Bajaron ambas con sus bolsas de mano. Cada una se llevaba una bolsa con los objetos personales que necesitaría para la primera noche, como un pijama, cepillo de dientes y demás, ya que las maletas no las desharían hasta el día siguiente.

Llevaban los palos de jugar al hockey, aunque Arabella había manifestado que no le gustaba jugar. Odiaba toda clase de juegos.

Cogieron el tren hasta Londres y, en la enorme estación se encontraron con muchos chicos y chicas que volvían al colegio. La señorita Ranger, la antigua profesora de Elizabeth, estaba también presente y saludó a su antigua discípula.

—Le presento a Arabella Buckley —dijo Elizabeth después de los saludos.

Todos los chicos y chicas se volvieron a mirar con detenimiento a la nueva alumna. ¡Qué flamante, novata y altanera se la veía! Sin un cabello despeinado, sin arrugas en sus medias de color castaño, sin ninguna manchita en las mejillas.

—¡Hola, Elizabeth! —gritó Joan, cogiéndola del brazo.

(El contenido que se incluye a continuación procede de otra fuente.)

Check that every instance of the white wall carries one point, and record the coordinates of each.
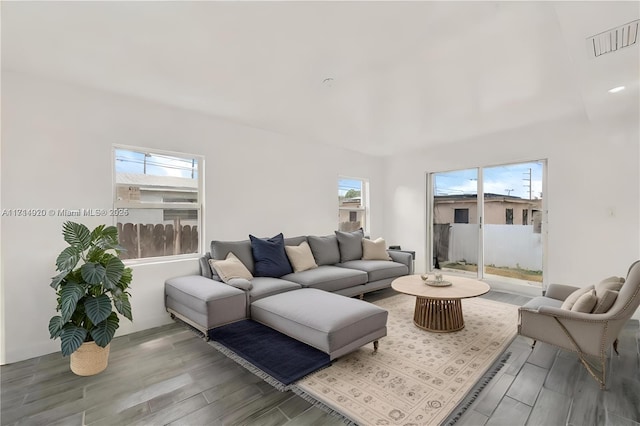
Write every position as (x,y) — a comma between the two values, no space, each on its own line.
(56,153)
(593,183)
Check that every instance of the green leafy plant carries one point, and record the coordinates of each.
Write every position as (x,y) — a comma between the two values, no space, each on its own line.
(87,293)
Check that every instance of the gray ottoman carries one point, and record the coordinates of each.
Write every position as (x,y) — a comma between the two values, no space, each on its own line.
(329,322)
(203,302)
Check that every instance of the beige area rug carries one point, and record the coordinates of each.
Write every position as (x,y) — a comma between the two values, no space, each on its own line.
(416,377)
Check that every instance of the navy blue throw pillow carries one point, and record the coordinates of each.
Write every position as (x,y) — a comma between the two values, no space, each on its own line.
(270,257)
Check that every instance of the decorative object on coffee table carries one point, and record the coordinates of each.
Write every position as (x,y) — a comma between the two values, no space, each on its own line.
(438,306)
(88,294)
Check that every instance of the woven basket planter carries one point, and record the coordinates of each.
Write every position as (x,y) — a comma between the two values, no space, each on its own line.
(89,359)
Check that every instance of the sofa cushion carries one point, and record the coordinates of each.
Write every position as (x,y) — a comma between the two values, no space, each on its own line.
(374,250)
(268,286)
(241,283)
(377,269)
(300,257)
(325,249)
(269,256)
(294,241)
(205,302)
(328,278)
(230,268)
(242,250)
(350,244)
(606,299)
(573,297)
(334,324)
(539,301)
(611,283)
(586,302)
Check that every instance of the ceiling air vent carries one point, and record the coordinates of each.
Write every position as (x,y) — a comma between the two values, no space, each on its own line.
(614,39)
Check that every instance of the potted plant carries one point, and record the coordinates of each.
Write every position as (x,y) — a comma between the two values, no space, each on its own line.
(92,281)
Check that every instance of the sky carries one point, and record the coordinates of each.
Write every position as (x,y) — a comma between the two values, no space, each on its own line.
(512,179)
(157,165)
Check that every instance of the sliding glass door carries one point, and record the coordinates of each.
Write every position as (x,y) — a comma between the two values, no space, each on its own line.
(456,220)
(512,198)
(498,234)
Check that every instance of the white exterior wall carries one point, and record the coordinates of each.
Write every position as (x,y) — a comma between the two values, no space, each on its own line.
(504,245)
(56,153)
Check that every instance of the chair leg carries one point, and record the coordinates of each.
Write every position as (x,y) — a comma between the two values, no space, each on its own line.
(600,378)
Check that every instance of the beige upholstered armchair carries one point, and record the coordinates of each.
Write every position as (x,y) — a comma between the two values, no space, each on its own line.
(588,334)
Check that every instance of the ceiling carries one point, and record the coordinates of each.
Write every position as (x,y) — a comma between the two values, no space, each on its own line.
(375,77)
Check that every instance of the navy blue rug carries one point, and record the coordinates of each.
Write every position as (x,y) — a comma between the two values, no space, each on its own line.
(276,358)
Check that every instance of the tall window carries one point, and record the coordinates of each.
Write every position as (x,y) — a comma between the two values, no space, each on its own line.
(508,216)
(159,196)
(353,204)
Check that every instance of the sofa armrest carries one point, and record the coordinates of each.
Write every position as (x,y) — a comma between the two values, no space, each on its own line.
(205,268)
(559,291)
(402,257)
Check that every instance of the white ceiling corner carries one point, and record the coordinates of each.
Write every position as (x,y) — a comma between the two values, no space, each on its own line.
(405,74)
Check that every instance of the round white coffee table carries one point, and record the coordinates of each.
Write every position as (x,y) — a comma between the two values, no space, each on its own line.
(439,309)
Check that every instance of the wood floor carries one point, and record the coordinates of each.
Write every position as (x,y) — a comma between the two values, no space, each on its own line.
(168,376)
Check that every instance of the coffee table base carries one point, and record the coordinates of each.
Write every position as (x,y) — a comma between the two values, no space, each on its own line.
(438,315)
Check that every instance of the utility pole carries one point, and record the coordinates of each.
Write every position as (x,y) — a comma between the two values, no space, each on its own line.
(529,180)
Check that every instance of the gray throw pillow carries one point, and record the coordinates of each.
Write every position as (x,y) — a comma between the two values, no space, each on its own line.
(350,244)
(325,249)
(242,250)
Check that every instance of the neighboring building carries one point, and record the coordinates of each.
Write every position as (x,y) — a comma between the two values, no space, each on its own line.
(351,214)
(498,210)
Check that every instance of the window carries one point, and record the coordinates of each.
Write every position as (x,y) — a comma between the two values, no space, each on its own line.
(160,197)
(353,204)
(461,216)
(508,216)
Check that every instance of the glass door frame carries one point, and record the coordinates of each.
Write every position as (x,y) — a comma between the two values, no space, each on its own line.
(480,221)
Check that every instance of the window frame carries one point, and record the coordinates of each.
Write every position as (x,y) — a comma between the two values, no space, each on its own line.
(199,205)
(364,202)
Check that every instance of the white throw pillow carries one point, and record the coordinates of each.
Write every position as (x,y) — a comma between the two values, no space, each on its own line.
(230,268)
(374,250)
(605,301)
(611,283)
(586,302)
(573,297)
(301,257)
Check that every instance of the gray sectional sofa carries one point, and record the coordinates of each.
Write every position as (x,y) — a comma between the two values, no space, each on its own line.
(343,269)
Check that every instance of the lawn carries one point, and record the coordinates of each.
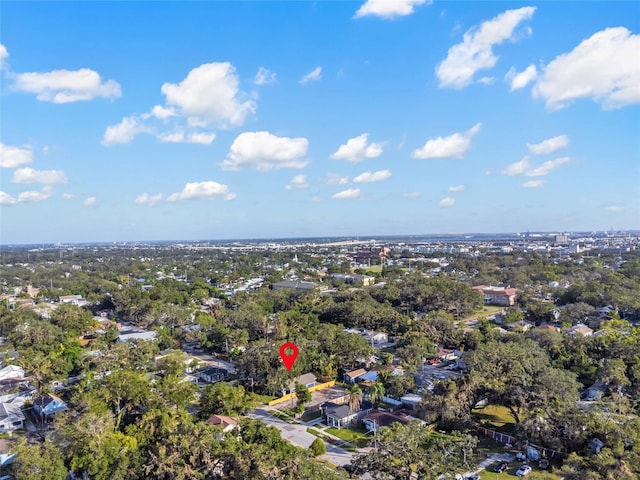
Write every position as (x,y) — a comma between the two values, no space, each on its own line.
(356,436)
(497,416)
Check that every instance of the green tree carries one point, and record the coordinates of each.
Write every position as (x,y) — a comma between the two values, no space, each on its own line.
(317,447)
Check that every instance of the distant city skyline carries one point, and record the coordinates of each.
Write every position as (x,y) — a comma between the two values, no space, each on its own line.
(143,121)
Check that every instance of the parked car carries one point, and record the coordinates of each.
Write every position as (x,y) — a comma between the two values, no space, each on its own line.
(500,467)
(523,470)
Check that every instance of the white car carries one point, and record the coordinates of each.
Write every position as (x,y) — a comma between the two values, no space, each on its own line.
(523,470)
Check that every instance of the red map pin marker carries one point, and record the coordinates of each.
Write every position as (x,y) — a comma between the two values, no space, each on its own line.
(288,360)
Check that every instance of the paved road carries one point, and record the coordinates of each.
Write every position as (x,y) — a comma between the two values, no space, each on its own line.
(298,435)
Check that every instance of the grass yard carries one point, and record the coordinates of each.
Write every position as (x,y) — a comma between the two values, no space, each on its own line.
(496,416)
(356,436)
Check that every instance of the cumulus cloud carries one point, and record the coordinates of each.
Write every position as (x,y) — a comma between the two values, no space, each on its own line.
(12,157)
(604,67)
(523,167)
(476,50)
(335,179)
(203,191)
(313,76)
(297,182)
(453,146)
(265,151)
(533,184)
(446,202)
(388,9)
(209,95)
(349,194)
(546,167)
(124,131)
(29,175)
(4,54)
(520,80)
(64,86)
(6,199)
(146,199)
(161,112)
(180,137)
(517,168)
(371,177)
(614,208)
(264,77)
(357,149)
(550,145)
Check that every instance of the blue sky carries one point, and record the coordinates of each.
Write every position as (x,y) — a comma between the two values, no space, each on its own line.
(212,120)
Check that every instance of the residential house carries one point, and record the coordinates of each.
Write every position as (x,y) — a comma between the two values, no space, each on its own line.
(341,415)
(297,285)
(580,329)
(308,380)
(354,375)
(11,372)
(596,391)
(378,418)
(212,374)
(502,296)
(11,416)
(48,404)
(227,423)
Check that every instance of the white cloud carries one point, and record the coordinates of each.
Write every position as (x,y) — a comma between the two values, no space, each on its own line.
(453,146)
(6,199)
(64,86)
(546,167)
(209,95)
(203,191)
(180,137)
(357,149)
(313,76)
(124,131)
(446,202)
(349,194)
(522,79)
(265,151)
(35,195)
(29,175)
(4,54)
(614,208)
(335,179)
(604,67)
(298,182)
(146,199)
(264,77)
(523,167)
(476,50)
(517,168)
(162,113)
(12,157)
(533,184)
(549,145)
(388,9)
(371,177)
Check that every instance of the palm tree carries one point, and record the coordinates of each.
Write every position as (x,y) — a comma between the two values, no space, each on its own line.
(376,392)
(354,397)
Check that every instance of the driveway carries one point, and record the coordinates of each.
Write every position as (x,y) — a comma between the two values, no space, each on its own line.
(298,436)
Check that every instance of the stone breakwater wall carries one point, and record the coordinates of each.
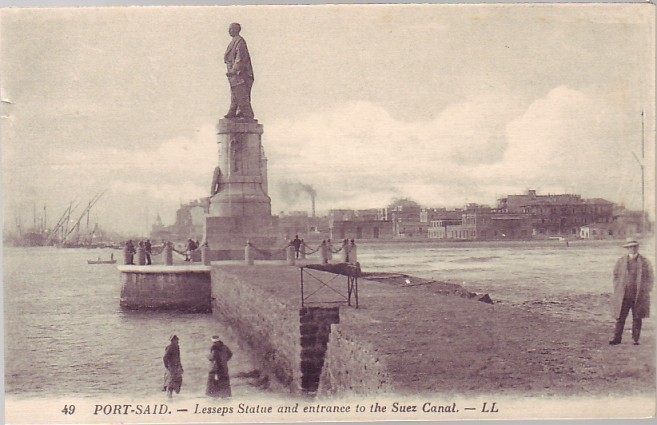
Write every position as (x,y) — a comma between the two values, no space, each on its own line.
(269,325)
(328,349)
(179,288)
(352,365)
(262,304)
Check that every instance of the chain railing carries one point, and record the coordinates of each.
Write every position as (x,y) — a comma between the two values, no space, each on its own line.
(312,284)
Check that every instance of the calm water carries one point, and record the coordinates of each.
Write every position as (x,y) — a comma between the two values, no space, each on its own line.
(573,281)
(66,335)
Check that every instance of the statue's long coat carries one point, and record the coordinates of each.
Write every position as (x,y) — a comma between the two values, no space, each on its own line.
(238,60)
(644,286)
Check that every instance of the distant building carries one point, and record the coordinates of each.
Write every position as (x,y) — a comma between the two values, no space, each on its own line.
(361,229)
(625,223)
(484,223)
(190,219)
(562,214)
(359,224)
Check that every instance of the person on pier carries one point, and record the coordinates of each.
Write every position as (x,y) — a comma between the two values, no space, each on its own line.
(174,370)
(633,281)
(297,246)
(147,251)
(218,378)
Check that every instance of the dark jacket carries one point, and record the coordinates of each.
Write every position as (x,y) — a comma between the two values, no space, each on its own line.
(644,286)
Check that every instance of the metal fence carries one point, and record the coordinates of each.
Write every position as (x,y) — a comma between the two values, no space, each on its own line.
(318,289)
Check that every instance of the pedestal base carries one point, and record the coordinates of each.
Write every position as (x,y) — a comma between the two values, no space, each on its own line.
(227,237)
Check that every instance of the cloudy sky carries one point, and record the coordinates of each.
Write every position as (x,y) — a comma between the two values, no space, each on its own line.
(445,104)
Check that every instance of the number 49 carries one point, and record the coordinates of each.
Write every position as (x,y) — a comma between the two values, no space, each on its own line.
(68,410)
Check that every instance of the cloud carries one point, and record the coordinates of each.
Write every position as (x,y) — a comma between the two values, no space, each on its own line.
(358,155)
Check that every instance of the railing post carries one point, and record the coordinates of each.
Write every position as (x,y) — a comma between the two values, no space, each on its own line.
(301,269)
(345,251)
(127,255)
(329,251)
(205,254)
(168,254)
(353,253)
(248,254)
(323,258)
(141,254)
(290,255)
(302,250)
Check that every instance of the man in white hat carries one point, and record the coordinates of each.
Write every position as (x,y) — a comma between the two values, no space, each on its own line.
(633,280)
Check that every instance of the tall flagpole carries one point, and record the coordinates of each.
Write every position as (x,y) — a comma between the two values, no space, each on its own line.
(643,190)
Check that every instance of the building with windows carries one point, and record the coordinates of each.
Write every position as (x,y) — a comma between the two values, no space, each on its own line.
(560,215)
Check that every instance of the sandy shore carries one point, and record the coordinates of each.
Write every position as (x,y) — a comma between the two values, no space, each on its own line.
(435,339)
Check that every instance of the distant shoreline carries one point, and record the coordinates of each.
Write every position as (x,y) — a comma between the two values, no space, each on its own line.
(485,243)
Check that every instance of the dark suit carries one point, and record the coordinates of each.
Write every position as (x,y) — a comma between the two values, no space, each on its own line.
(633,281)
(240,78)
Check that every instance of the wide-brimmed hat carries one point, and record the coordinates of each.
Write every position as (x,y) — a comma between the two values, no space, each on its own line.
(630,242)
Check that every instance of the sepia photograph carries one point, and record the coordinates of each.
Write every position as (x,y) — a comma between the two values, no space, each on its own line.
(328,213)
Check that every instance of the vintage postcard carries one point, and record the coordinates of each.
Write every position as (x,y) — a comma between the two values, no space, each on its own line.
(328,213)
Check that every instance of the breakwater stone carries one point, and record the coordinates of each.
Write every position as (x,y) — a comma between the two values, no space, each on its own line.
(179,288)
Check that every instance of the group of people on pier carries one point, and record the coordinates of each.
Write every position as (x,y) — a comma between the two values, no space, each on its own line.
(144,248)
(218,382)
(325,249)
(144,251)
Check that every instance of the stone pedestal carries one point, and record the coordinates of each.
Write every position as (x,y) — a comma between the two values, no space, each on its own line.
(240,210)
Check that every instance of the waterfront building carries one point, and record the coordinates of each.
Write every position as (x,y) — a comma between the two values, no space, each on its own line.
(359,224)
(560,214)
(190,219)
(361,229)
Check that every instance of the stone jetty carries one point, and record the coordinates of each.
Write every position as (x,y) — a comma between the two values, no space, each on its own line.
(422,337)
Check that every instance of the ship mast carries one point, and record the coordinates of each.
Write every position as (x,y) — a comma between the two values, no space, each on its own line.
(643,183)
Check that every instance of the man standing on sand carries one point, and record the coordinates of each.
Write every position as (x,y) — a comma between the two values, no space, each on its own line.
(240,75)
(633,280)
(218,384)
(173,366)
(297,245)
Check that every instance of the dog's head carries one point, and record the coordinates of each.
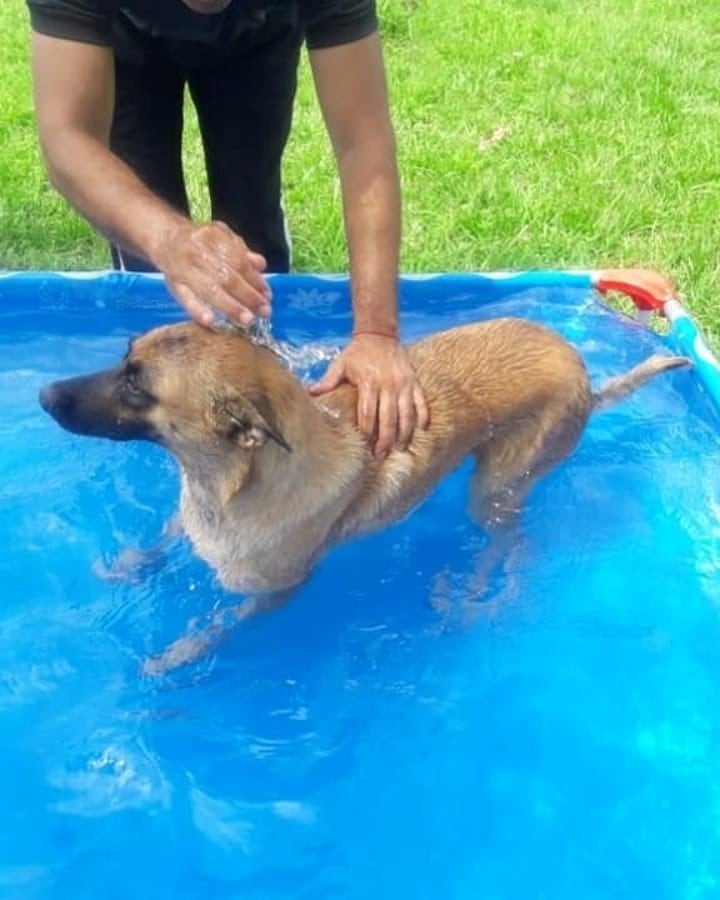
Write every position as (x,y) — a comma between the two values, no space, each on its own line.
(185,387)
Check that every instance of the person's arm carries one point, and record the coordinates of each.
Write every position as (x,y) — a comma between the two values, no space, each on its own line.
(204,264)
(350,83)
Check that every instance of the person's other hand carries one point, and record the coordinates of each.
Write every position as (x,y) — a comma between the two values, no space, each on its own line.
(209,268)
(390,400)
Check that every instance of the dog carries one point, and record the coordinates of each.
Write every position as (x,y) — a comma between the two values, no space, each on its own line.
(272,478)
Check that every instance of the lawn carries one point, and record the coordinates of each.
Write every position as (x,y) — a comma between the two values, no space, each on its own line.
(534,134)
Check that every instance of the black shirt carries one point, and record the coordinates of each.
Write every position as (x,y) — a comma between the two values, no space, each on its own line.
(326,23)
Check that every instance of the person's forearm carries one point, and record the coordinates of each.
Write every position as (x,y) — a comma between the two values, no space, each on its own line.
(371,203)
(108,194)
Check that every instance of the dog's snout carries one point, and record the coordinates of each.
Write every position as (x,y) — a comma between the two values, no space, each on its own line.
(55,401)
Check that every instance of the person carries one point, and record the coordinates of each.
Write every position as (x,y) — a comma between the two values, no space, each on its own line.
(109,79)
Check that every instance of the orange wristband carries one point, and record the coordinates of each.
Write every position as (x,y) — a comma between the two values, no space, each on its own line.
(370,331)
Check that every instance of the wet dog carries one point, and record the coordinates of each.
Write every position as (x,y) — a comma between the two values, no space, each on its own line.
(272,478)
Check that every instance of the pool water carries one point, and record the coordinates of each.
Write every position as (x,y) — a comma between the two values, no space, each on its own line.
(389,733)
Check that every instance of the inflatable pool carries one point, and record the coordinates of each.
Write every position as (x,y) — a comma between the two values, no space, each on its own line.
(391,732)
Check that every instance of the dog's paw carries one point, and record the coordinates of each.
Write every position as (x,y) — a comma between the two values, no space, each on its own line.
(182,652)
(129,566)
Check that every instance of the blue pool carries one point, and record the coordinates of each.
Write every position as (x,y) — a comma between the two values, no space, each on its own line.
(389,733)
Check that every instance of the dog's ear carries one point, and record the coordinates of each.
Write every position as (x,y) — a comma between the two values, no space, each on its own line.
(248,421)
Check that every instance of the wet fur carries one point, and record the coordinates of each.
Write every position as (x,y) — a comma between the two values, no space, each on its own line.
(272,478)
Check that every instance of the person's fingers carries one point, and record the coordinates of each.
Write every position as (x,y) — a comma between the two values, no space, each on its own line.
(387,422)
(367,409)
(407,418)
(421,408)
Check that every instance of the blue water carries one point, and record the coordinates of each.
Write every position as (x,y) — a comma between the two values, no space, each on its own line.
(388,733)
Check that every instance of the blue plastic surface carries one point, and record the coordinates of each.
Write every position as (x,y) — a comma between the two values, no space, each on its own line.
(391,732)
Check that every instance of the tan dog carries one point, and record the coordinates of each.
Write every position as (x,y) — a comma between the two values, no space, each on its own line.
(272,478)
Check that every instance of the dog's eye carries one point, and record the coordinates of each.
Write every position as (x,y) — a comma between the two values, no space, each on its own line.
(132,384)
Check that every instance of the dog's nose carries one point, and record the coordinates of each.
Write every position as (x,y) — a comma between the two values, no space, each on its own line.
(55,401)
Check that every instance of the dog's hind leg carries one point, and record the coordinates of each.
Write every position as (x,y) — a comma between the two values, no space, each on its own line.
(507,468)
(215,630)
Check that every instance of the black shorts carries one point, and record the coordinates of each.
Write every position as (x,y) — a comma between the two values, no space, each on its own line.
(243,92)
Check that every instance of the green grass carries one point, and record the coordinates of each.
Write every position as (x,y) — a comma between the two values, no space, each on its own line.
(609,147)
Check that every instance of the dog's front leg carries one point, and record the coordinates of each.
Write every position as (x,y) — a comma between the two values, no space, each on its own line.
(135,563)
(192,646)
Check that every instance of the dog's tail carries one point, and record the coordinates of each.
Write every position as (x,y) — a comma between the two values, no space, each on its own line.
(617,389)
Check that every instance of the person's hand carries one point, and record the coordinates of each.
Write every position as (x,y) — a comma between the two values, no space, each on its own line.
(390,400)
(209,268)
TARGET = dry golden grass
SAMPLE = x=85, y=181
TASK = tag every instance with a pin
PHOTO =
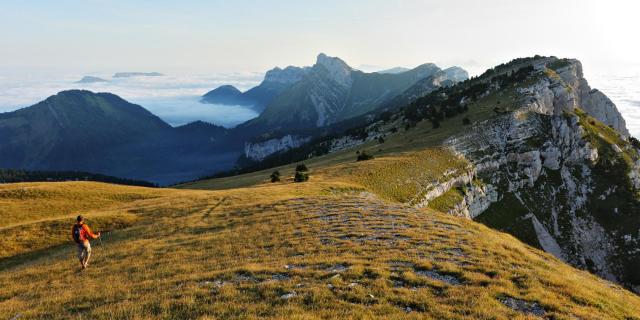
x=340, y=246
x=338, y=251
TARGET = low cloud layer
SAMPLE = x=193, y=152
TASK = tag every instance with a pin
x=624, y=91
x=175, y=99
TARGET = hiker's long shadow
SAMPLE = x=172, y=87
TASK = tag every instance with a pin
x=32, y=257
x=56, y=252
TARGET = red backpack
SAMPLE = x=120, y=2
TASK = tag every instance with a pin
x=78, y=233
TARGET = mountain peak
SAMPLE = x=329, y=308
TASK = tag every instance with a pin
x=337, y=68
x=287, y=75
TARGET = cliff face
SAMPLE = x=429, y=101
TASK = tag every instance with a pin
x=559, y=174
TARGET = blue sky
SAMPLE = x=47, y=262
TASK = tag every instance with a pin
x=225, y=36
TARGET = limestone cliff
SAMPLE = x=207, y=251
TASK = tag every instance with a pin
x=559, y=173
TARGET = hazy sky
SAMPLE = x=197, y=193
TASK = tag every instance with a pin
x=226, y=36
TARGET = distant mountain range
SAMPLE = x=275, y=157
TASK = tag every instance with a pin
x=328, y=92
x=275, y=82
x=91, y=79
x=100, y=132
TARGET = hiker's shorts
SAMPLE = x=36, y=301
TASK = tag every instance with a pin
x=84, y=250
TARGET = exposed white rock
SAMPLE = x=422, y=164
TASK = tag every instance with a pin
x=259, y=150
x=338, y=70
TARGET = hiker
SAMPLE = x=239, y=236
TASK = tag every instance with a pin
x=81, y=235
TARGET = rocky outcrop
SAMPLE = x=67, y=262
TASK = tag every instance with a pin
x=259, y=150
x=540, y=159
x=565, y=89
x=438, y=188
x=338, y=70
x=331, y=91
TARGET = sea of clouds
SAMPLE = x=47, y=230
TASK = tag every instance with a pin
x=624, y=90
x=174, y=98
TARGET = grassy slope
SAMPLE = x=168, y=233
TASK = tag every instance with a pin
x=339, y=246
x=418, y=138
x=343, y=252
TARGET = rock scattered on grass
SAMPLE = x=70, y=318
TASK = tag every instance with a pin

—¡Hola, Elizabeth! ¡Hola, Elizabeth!

Una a una, todas sus amigas acudieron a saludarla sonriendo, contentas de ver a la chica que antaño había sido la más revoltosa del colegio, a la que llamaban «La Valiente Salvaje». Harry le palmeó la espalda, lo mismo que Robert.

John le preguntó si Arabella sabía algo de jardinería. Kathleen se aproximó también con las mejillas sonrojadas y con marcados hoyuelos. Richard la saludó con la mano. El joven llevaba un estuche de violín hacia el tren.

«Oh, qué agradable es volver a estar junto a todos ellos otra vez. —Pensó Elizabeth—. ¡Y este curso… este curso seré monitora! ¡Y quiero tener mucho éxito! Y haré que Arabella, esa necia de Arabella, sea como todas nosotras».

—¡Suban todos al tren inmediatamente! —ordenó la señorita Ranger—. Acorten las despedidas y suban.

El jefe de estación hizo sonar el silbato. El tren empezó a jadear. Una vez más, estaban camino de Whyteleafe.